Organized by UNESCO and the Arab Regional Centre for World Heritage (ARCWH)*, the event will focus on the role of museums as conveyors of the shared history of sites and their duties with regard to heritage conservation. Separate sessions will also turn to the growing influence of museums on local communities and the specific challenges facing endangered World Heritage museums and sites.

The conference will concern itself both with museums exhibiting artefacts found in World Heritage sites, those dedicated to education about such sites and establishments that are themselves inscribed on the World Heritage List.

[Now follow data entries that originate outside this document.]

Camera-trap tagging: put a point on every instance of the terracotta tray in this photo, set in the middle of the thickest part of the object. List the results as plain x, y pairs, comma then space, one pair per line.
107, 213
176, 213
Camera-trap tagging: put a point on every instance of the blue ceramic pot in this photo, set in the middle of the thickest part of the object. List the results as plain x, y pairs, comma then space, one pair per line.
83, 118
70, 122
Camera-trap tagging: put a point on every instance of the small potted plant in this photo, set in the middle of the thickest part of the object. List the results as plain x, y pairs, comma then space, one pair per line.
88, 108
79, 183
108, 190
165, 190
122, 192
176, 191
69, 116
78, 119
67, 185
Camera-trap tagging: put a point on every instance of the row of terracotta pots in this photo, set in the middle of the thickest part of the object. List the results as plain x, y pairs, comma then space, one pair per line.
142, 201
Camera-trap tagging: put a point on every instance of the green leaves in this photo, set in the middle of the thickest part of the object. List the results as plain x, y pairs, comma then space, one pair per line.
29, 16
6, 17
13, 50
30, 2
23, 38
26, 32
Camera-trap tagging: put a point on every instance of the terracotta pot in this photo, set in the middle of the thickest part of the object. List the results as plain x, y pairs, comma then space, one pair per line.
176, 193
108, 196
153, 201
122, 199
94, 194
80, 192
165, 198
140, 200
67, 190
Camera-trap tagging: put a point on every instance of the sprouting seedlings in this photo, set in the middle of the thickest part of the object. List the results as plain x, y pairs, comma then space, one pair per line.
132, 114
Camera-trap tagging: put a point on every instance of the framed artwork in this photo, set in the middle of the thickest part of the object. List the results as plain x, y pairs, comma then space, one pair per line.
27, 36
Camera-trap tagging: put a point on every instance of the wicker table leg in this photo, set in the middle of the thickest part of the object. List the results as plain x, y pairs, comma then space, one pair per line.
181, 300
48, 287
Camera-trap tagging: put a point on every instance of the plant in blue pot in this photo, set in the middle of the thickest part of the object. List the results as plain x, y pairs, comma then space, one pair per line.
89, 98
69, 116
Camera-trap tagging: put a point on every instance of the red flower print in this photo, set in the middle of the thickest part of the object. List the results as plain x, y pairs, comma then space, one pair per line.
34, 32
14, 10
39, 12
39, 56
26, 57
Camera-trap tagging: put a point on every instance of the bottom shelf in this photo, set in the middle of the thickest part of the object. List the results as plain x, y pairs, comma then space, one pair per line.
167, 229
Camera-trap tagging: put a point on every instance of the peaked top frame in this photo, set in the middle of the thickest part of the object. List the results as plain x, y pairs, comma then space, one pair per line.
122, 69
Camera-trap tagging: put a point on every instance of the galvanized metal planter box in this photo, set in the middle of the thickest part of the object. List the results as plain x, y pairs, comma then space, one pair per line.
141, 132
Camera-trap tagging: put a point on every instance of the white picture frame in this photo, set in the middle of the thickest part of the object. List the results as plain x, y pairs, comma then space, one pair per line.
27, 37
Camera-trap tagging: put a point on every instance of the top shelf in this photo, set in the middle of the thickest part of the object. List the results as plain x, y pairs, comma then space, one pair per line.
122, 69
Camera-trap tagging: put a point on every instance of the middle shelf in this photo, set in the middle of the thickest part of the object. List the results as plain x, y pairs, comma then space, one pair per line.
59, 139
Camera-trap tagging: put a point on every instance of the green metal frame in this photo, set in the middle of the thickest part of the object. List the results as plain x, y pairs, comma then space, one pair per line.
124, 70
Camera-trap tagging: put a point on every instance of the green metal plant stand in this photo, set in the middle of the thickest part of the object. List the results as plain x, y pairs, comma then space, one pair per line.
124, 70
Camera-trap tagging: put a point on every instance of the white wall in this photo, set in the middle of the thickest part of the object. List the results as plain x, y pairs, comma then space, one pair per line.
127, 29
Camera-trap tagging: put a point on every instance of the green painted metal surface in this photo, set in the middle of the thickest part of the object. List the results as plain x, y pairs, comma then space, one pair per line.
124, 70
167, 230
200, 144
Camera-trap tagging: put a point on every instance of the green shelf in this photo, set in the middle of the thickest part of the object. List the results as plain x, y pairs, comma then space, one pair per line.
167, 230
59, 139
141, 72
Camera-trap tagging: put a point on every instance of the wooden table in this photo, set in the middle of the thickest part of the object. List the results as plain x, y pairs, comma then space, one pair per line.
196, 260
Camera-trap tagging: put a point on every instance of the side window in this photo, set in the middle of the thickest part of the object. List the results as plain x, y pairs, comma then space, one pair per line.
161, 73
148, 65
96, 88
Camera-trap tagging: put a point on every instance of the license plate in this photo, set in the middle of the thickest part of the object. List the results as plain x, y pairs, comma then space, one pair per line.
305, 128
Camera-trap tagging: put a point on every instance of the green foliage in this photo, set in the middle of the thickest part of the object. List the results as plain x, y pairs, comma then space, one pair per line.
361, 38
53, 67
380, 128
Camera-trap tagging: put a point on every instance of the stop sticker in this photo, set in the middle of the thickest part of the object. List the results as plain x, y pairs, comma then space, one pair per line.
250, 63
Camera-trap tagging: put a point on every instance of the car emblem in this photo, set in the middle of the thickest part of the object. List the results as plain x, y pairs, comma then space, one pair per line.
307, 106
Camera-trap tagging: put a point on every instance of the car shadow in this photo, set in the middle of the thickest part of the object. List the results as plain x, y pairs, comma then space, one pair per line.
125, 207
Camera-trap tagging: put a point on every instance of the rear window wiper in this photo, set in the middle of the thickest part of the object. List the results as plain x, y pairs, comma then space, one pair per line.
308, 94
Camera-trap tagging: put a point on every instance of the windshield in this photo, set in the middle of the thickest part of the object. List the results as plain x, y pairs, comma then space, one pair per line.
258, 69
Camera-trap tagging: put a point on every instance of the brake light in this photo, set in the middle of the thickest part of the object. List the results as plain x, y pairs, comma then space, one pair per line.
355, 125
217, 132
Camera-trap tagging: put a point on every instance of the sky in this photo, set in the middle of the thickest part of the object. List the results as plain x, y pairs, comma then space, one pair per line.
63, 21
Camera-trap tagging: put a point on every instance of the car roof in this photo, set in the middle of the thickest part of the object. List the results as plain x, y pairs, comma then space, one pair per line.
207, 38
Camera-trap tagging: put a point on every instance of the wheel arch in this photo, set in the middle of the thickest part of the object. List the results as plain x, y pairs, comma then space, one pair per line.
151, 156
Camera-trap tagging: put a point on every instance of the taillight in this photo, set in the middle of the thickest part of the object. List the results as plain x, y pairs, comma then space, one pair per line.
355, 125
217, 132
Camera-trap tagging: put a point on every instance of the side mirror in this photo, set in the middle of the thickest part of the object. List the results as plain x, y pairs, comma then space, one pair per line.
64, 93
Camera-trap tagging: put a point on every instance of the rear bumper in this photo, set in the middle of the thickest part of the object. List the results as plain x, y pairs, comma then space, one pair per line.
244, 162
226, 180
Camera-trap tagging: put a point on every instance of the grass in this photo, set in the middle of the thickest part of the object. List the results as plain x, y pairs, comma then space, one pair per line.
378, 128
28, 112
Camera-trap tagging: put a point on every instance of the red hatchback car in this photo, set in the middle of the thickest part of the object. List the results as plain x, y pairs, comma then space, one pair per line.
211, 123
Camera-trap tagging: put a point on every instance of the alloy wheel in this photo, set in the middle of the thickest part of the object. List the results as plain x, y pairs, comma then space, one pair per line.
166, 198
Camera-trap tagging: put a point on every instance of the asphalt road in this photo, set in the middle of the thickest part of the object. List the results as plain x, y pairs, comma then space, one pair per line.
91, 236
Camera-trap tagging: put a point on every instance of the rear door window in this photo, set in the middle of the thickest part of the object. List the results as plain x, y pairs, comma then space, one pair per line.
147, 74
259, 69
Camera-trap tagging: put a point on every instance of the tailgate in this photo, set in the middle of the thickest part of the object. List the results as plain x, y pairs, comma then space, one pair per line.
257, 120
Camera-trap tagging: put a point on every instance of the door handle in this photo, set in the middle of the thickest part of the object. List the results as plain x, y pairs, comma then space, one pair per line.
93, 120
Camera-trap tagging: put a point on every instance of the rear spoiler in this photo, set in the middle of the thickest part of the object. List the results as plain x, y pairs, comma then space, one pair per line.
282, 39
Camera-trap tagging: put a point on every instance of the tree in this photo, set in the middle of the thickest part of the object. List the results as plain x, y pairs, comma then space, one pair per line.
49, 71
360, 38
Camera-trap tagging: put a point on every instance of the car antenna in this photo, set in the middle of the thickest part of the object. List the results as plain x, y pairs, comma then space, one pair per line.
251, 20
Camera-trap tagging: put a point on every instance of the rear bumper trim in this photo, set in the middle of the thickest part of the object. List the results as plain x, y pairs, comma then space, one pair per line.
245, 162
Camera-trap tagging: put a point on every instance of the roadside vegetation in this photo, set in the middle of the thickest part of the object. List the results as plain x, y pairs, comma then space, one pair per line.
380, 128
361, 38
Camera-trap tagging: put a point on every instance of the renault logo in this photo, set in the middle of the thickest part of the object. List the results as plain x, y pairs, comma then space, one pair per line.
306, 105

The role of World Heritage museums is evolving as they attract ever more visitors. Furthermore, their traditional function as places of study and conservation does not meet the need to highlight the “outstanding universal value” of World Heritage. Notable challenges facing these museums include, the need to modernize curatorial practices, the increasingly frequent call for collections to be displayed in travelling exhibitions, and the use of information and communication technologies in the preservation and presentation of artefacts, as well as the targeting of cultural heritage by violent extremists.

Maamoun Abdulkarim, Director of the Directorate General of Antiquities and Museums of Syria, will be among the international experts at the meeting, alongside Dimitrios Pandermalis, Curator of the new Acropolis Museum (Greece); Azedine Beschaouch of the Institut de France, Former Minister of Culture of Tunisia, Lilia Rivero, Head Curator, National Palace (Mexico) and others.

In November 2015, UNESCO adopted a Recommendation concerning the protection and promotion of museums and collections, their diversity and their role in society, 55 years after the adoption of the only legal text on the subject, adopted in 1960**. In this recommendation, the international community recognizes that museums today play a vital role for education, social cohesion and sustainable development.